The visitors enter the device perpendicular to the long axis, into a viewing area located at the junction of the container and the projecting projector hood assembly. There are no doors; passage is freely allowed in either direction. In small (2.5mx2.5m) viewing area, the visitors are presented with two vertical screens (2.5mx2.5m), arranged parallel to the entry path so that the visitor turns to look at them down the long axis of the device. These screens present the flows being sampled, at an immersive scale: the visitors are not looking at these flows, but sensing the flows as they seem to course through from screen to screen. With two screens the visitors are able to see the information coming towards them and going away—requiring the attention of both visitors to get “the whole picture.”

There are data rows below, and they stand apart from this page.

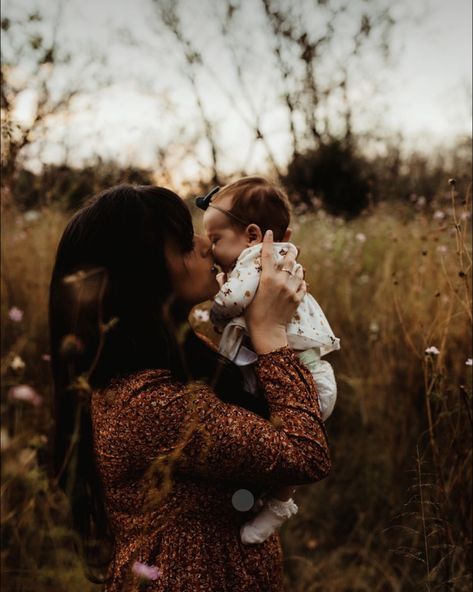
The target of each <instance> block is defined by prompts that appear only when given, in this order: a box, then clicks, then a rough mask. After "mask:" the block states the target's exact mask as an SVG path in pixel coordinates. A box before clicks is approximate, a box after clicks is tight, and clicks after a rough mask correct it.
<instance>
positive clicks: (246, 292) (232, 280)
mask: <svg viewBox="0 0 473 592" xmlns="http://www.w3.org/2000/svg"><path fill="white" fill-rule="evenodd" d="M260 273H261V270H260V267H259V266H258V265H257V264H255V262H254V261H253V262H248V261H245V260H243V261H242V262H237V264H236V265H235V268H234V269H233V270H232V272H231V273H230V274H229V275H228V276H227V281H226V282H225V283H224V284H223V285H222V286H221V288H220V291H219V292H218V294H217V295H216V296H215V298H214V302H213V304H212V308H211V309H210V320H211V321H212V323H213V324H214V325H215V326H216V327H218V328H223V327H224V326H225V325H226V324H227V322H228V321H229V320H230V319H233V318H235V317H239V316H241V315H242V314H243V312H244V311H245V309H246V307H247V306H248V305H249V304H250V302H251V301H252V300H253V298H254V296H255V294H256V290H257V288H258V284H259V279H260Z"/></svg>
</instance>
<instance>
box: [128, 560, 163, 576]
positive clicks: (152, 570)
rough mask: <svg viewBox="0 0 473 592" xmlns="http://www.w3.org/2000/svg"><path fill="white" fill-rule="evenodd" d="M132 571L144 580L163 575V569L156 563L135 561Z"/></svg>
mask: <svg viewBox="0 0 473 592" xmlns="http://www.w3.org/2000/svg"><path fill="white" fill-rule="evenodd" d="M132 571H133V573H135V574H136V575H137V576H139V577H140V578H143V579H144V580H157V579H158V578H159V577H160V576H161V570H160V569H158V568H157V567H156V566H155V565H146V563H141V562H140V561H135V563H134V564H133V567H132Z"/></svg>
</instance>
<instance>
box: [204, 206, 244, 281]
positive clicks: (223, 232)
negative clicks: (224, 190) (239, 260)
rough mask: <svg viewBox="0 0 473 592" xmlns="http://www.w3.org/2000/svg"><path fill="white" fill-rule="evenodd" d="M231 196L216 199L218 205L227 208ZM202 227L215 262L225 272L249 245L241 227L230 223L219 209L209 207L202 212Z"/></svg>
mask: <svg viewBox="0 0 473 592" xmlns="http://www.w3.org/2000/svg"><path fill="white" fill-rule="evenodd" d="M230 206H231V198H228V199H225V198H223V199H222V200H219V201H218V207H219V208H222V209H224V210H228V209H229V208H230ZM204 229H205V233H206V234H207V236H208V238H209V240H210V242H211V243H212V252H213V256H214V259H215V262H216V263H217V264H218V265H220V267H221V268H222V270H223V271H224V272H225V273H228V272H229V271H231V269H232V268H233V266H234V265H235V261H236V260H237V259H238V257H239V256H240V253H241V252H242V251H243V250H244V249H246V248H247V247H249V246H250V243H249V241H248V237H247V236H246V234H245V229H244V228H243V227H241V228H240V227H236V226H233V225H232V224H231V221H230V219H229V218H228V216H226V215H225V214H223V213H222V212H220V211H219V210H217V209H215V208H212V207H209V209H208V210H206V211H205V214H204Z"/></svg>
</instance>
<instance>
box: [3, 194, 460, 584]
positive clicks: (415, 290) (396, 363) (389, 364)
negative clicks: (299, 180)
mask: <svg viewBox="0 0 473 592" xmlns="http://www.w3.org/2000/svg"><path fill="white" fill-rule="evenodd" d="M65 220H66V217H65V215H64V214H63V213H62V212H60V211H55V210H53V209H47V210H43V211H39V212H37V213H34V212H33V213H32V212H29V213H26V214H24V213H22V214H20V213H18V212H17V211H15V210H14V208H11V207H6V208H5V211H4V213H3V217H2V226H3V232H2V236H3V242H2V310H1V321H2V327H3V331H2V348H3V349H2V352H3V353H2V400H1V406H2V417H3V420H2V432H1V446H2V460H3V462H2V529H3V550H2V562H3V570H2V571H3V576H2V577H3V583H4V584H5V585H6V588H5V589H6V590H11V591H20V590H21V591H30V590H31V591H33V590H34V591H35V592H41V591H46V590H57V591H67V592H87V591H88V590H95V589H97V587H96V586H94V585H93V584H89V583H88V582H87V581H86V580H85V579H84V576H83V575H82V571H81V566H80V564H79V562H78V560H77V559H76V557H75V555H74V553H73V551H72V535H71V533H70V531H69V529H68V526H67V525H68V521H67V507H66V503H65V500H64V498H63V496H62V494H60V493H59V492H57V491H56V490H54V488H53V487H52V486H51V485H50V484H49V483H48V481H47V479H46V477H45V475H44V473H43V472H42V470H41V468H40V466H39V465H38V456H39V457H41V454H42V452H41V451H42V450H43V449H44V447H45V445H46V434H47V432H48V429H49V427H50V425H51V415H50V408H51V386H50V376H49V366H48V364H49V362H48V353H49V350H48V330H47V297H48V282H49V274H50V271H51V267H52V263H53V257H54V252H55V248H56V245H57V241H58V238H59V236H60V234H61V232H62V229H63V228H64V224H65ZM197 223H198V221H197ZM292 226H293V230H294V242H295V243H296V244H297V245H298V246H299V247H300V249H301V253H300V261H301V262H302V263H303V265H304V266H305V268H306V278H307V279H308V282H309V284H310V286H309V290H310V292H311V293H312V294H313V295H314V296H315V297H316V299H317V300H318V302H319V303H320V304H321V306H322V308H323V309H324V311H325V313H326V316H327V318H328V319H329V321H330V323H331V326H332V328H333V330H334V333H335V334H336V335H337V336H338V337H340V339H341V350H340V351H339V352H336V353H334V354H331V355H330V356H329V358H328V359H329V361H330V362H331V363H332V364H333V366H334V368H335V372H336V376H337V381H338V386H339V395H338V402H337V406H336V408H335V411H334V413H333V415H332V417H331V418H330V419H329V420H328V422H327V429H328V433H329V439H330V445H331V452H332V459H333V468H332V474H331V475H330V477H329V478H328V479H327V480H325V481H323V482H321V483H319V484H315V485H311V486H305V487H303V488H301V489H299V490H298V492H297V495H296V501H297V503H298V504H299V508H300V509H299V513H298V514H297V516H295V517H294V518H293V519H292V520H290V521H289V522H287V523H286V524H285V525H284V527H283V529H282V539H283V547H284V551H285V570H286V574H287V590H288V592H315V591H319V590H320V591H321V592H322V591H323V592H342V591H343V592H345V591H346V592H348V591H366V592H391V591H392V592H405V591H406V592H407V591H411V590H412V591H420V590H429V591H434V590H435V591H437V590H438V591H440V590H442V591H443V590H455V591H457V590H458V591H463V590H464V591H466V590H470V589H471V584H472V580H471V565H470V558H471V542H472V532H471V518H472V516H471V499H472V490H471V485H472V474H471V473H472V469H471V436H472V380H471V378H472V365H471V364H472V350H471V190H468V189H466V188H461V187H460V188H459V189H458V192H457V191H456V187H455V186H454V185H451V186H448V185H447V184H446V189H445V195H444V196H443V197H441V198H439V200H438V201H437V203H435V204H430V205H429V204H424V203H423V202H422V199H419V200H418V201H417V202H416V203H412V204H381V205H379V206H376V207H375V208H373V209H372V210H371V211H369V212H367V213H366V214H364V215H363V216H361V217H360V218H358V219H356V220H353V221H350V222H346V221H344V220H343V219H338V218H332V217H329V216H327V215H325V214H324V213H323V212H318V213H313V214H303V215H300V216H299V217H298V218H297V219H295V220H294V221H293V224H292ZM194 322H195V323H196V324H197V325H199V328H204V329H205V327H201V325H202V323H201V322H200V321H195V320H194ZM18 385H28V386H30V387H32V388H33V389H34V391H35V393H36V395H35V396H33V397H32V396H31V392H30V391H25V390H23V392H24V393H27V392H29V393H30V396H29V397H27V396H26V395H25V397H24V398H26V399H27V400H19V396H18V392H19V391H18V390H16V391H15V390H14V389H15V386H18ZM12 389H13V390H12ZM20 392H21V391H20ZM15 393H16V395H15ZM20 396H21V395H20Z"/></svg>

In the context of the Rotterdam Biennale, the presence of the proposed device would be dramatic. Roughly the size of two 20’ shipping containers when assembled, it would have a strong physical presence in the largest urban space. With its brightly colored fiberglass projection hood, shipping-container-statement-of-Globalization and “techy” detailing, this “stim” will make a fine ambassador for the events and theme of the mobility Biennale.

Construction: The device housing is fabricated from welded steel and fiberglass, with off-the-shelf video projection and internet navigation or video cache-and-feed systems.

Additional considerations Because the projection technology is non-specific, the device can be used for telepresence experiences, as well as the “flow sampling” type effects mentioned above. Examples of such telepresence effects might include same-scale “visits” to various sites around the world, and enhanced viewing through remote instrumentation, such as microscopic or telescopic feeds. Additionally, it would be possible to “tap into” existing telepresence activities to which our team members are a party, such as the Kennis Net of the Dutch Education Ministry or the Philips Evoluon at Eindhoven. This is to be contrasted with “flow sampling” type effects that would seemingly make use of same-scale feeds from municipal traffic cameras, security cameras, or internet transactions. The experience of the two forms of “viewing” would be distinctly different, though they use the same hardware and set up. In the case of telepresence, the viewer would essentially seem to occupy in real time a space somewhere else on the planet, possibly at a scale other than that of the visitor or the device; this would make the theme of mobility dovetail effectively with the electronic revolution’s claims for simultaneity or the collapse of space and time. The viewer’s experience of the linear FLOW sample would be more dramatic, needless to say, as, for example, the viewer finds herself suspended in a river of “flowing electrons,” coming at her in one screen and rushing off in the other, or a swirling sea of hurtling autos—and the three-dimensional aspects of the set-up can be engaged.

For the purposes of the biennale, we propose restricting the feed to a pre-selected set of experiences, chosen to support the theme of the festival and the program for the “stims.” While we are exploring the possibility of a real-time feed, using the proprietary technology of our Senvid partners (particularly for the telepresence experiences), it may be more realistic to assume, given the budget, that most of the effects would be simulated with cached video. Though dictated by circumstances, this approach has the advantage of allowing the experience to be more controlled, and the presentation to be choreographed for maximum thematic effect.